While the Australian papers continue either to ignore or actively distort the disaster that Iraq has become (and Jeff Sparrow at leftwrites has a useful compendium of the foolish boosterism of pro-war commentators), UK newspapers have some pretty chilling reports about what might happen next.
Patrick Cockburn, who’s been in Iraq and reporting for The Independent for months, had a story (“Baghdad is under siege”, 1 November) that suggests that Sunni forces are well on the way to blocking all road access to Baghdad, and that there is an increasing degree of coordination between the Sunni militias. The object would be to isolate the Shia community within the capital, cut off food supply and then slowly move in.
This suggests the possibility of a new and almost unimaginably brutal stage to the disaster – that the hatred between the two groups has been built to such a pitch that a large-scale bloodbath would follow.
I’m not talking about isolated car bombs and murders – I mean the sort of thing that occurred in Cambodia in 1975, or the Balkans in 1945, or in General Sherman’s “march to the sea” in the US Civil War. Years of violence and hatred will have removed any inhibition on cruelty or murder. Should this occur, massacres would be systematic and total block-by-block killings.

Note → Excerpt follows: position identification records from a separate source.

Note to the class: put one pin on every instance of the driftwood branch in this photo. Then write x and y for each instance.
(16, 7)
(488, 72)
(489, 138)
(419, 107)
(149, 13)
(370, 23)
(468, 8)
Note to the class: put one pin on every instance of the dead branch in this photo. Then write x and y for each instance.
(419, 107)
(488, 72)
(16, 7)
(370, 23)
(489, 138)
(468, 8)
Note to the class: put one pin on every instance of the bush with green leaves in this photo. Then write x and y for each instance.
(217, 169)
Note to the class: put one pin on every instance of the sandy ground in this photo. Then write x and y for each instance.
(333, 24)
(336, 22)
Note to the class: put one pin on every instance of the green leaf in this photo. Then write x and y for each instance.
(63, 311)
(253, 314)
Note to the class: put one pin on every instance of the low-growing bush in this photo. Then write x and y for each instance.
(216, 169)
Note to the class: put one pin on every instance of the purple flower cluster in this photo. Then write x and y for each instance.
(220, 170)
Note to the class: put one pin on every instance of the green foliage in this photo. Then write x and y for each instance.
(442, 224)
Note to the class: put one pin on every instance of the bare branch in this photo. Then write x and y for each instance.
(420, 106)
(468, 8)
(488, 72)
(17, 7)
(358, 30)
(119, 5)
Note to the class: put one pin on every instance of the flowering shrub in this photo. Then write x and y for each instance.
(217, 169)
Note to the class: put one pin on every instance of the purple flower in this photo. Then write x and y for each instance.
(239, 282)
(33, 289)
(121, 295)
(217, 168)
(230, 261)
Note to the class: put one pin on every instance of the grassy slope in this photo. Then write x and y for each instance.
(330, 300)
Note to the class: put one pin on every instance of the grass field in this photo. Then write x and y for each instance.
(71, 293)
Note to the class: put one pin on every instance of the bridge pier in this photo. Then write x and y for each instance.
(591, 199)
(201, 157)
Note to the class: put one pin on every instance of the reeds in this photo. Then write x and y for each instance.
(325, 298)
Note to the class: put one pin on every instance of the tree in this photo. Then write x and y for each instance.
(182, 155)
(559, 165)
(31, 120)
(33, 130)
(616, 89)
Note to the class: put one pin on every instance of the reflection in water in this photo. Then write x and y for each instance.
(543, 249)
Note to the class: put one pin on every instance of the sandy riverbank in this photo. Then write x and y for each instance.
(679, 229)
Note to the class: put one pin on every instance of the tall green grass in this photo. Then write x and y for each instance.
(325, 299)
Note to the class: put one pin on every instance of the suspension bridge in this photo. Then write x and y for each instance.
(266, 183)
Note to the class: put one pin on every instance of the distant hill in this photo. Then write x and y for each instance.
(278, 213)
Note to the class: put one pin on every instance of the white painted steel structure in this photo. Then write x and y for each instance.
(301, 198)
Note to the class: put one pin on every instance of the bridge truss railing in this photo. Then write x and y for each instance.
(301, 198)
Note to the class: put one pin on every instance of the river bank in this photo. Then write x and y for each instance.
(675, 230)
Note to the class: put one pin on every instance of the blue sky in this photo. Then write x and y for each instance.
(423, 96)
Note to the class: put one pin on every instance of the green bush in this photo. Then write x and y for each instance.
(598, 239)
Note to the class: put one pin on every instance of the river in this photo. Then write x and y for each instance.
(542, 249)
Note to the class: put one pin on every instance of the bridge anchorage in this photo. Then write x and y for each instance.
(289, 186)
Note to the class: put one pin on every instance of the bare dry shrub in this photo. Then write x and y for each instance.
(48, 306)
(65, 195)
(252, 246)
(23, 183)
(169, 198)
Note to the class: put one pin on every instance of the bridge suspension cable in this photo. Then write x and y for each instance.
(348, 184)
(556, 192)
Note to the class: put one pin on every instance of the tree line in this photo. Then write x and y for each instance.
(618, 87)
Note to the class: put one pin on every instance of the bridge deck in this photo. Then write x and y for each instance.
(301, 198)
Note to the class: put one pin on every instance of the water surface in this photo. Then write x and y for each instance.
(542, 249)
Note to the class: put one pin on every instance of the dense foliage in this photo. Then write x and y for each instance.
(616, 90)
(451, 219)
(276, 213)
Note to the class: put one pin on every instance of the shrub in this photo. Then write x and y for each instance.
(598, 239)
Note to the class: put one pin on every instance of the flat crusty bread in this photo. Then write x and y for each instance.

The American forces in Baghdad will then face the following choices:
1) huddle in the Green Zone and resupply themselves by air, while waiting a few token months to withdraw
2) withdraw immediately as Baghdad degenerates into a total killing field
3) ally with the Sunnis, subdue the Shias and turn a blind eye to large scale massacres, while installing a Sunni dictator, quite possibly an ex-Baathist
4) fight on the side of the Shias, subduing the Sunnis with large-scale civilian bombing, using depleted uranium and other WMD devices
5) find that Sunni and Shia ally together and turn on US forces. Unlikely, but direct lethal attacks on US forces have tripled since the start of the year (from 300 dead and wounded per month to 900 now).
Might not happen. But all indications are that Iraq has passed the point that occurs in all wars (and best documented in Niall Ferguson’s The Pity of War) – when life ceases to have an iota of meaning, and death stalks the field.